1.2 Le besoin de refondre les cursus de la Faculté de droit

Comme le laisse entrevoir la définition présentée, la création d’une clinique va probablement requérir des changements dans les cursus de la Faculté de droit, dont la structure formelle et légale peut être imposée de manière interne ou externe. Une clinique ne remplace pas le cours magistral ou les travaux dirigés, mais elle ajoute une ouverture aux formations juridiques. La création d’un programme clinique doit ainsi être en accord avec les objectifs pédagogiques généraux de la Faculté de droit. Pour toute réécriture d’un cursus, ceux qui souhaitent mettre en place une clinique doivent, entre autres, prendre en considération les éléments suivants : (1) dans quelle(s) année(s) du cursus la participation à la clinique va être proposée (j’ai vu des cliniques aux États-Unis ouvrant leur portes aux étudiants dès leur première année, et des cliniques de tradition continentale n’acceptant pas d’étudiant avant la troisième année d’un cursus en cinq ou six ans)2 ; (2) une préparation des étudiants à leur participation à la clinique, soit sous la forme de cours spécifiques, soit dans le cadre d’un programme d’enseignement général confiant aux étudiants de plus en plus de responsabilités sur des cas réels ou hypothétiques ; (3) le caractère optionnel ou obligatoire de la participation à la clinique.

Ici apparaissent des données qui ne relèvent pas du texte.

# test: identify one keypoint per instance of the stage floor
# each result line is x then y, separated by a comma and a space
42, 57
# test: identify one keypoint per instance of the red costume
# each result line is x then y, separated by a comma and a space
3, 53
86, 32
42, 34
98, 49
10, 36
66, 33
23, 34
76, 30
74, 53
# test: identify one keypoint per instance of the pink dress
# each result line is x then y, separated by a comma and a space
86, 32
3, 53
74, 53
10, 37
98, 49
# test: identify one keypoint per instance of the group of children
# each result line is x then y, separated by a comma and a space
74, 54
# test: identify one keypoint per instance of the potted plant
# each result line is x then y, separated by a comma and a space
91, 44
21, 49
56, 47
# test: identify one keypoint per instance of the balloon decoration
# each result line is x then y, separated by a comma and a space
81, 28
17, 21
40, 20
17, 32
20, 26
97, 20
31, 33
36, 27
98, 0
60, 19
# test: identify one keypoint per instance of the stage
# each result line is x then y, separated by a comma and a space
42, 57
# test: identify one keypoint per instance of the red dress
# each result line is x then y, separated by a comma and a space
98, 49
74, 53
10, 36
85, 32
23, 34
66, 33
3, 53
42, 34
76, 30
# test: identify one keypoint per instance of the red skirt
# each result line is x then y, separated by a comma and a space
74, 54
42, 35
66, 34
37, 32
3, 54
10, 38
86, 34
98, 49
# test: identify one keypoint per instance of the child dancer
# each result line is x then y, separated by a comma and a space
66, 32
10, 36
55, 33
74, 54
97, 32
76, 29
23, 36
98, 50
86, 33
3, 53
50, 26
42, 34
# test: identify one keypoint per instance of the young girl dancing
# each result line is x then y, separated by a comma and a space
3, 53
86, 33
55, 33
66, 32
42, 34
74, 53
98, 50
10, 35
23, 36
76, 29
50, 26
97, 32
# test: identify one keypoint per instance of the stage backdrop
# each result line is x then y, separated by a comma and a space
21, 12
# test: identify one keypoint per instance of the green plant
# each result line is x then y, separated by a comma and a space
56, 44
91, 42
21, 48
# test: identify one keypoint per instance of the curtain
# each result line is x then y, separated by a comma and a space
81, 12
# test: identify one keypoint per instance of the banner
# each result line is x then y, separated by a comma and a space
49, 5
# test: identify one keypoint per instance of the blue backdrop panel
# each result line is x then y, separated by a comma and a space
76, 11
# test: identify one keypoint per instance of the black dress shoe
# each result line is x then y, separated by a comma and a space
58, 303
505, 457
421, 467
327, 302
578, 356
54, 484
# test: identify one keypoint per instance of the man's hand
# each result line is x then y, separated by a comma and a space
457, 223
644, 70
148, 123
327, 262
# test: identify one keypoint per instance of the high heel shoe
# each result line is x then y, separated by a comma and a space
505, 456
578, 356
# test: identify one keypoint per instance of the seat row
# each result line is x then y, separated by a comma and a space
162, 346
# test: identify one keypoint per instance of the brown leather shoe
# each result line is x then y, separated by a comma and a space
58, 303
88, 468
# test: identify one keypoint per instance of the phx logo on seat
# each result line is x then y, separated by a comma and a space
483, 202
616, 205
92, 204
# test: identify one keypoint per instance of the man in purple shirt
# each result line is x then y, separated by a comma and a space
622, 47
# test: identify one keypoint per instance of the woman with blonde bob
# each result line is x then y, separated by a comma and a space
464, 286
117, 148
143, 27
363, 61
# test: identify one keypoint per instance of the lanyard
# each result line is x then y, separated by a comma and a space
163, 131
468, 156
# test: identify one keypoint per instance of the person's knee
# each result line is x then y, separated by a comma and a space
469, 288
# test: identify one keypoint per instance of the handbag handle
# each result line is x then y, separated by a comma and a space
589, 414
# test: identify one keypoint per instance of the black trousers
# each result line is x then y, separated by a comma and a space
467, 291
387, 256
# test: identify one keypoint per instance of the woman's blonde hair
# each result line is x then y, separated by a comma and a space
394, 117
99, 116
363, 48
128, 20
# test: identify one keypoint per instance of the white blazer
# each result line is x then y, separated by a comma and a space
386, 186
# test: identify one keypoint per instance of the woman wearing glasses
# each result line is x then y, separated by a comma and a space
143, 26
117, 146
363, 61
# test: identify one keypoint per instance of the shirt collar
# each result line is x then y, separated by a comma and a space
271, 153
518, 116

1.3 La présence d’un enseignant d’un rang suffisant au sein de la Faculté comme coordinateur pour la création et la mise en œuvre de la clinique

L’expérience a montré qu’un coordinateur extérieur n’est pas aussi efficace sur l’instant et dans la durée que le soutien d’un membre du corps enseignant de la Faculté, généralement un professeur ou le doyen.

1.4 Les usages et objectifs du droit en lui-même.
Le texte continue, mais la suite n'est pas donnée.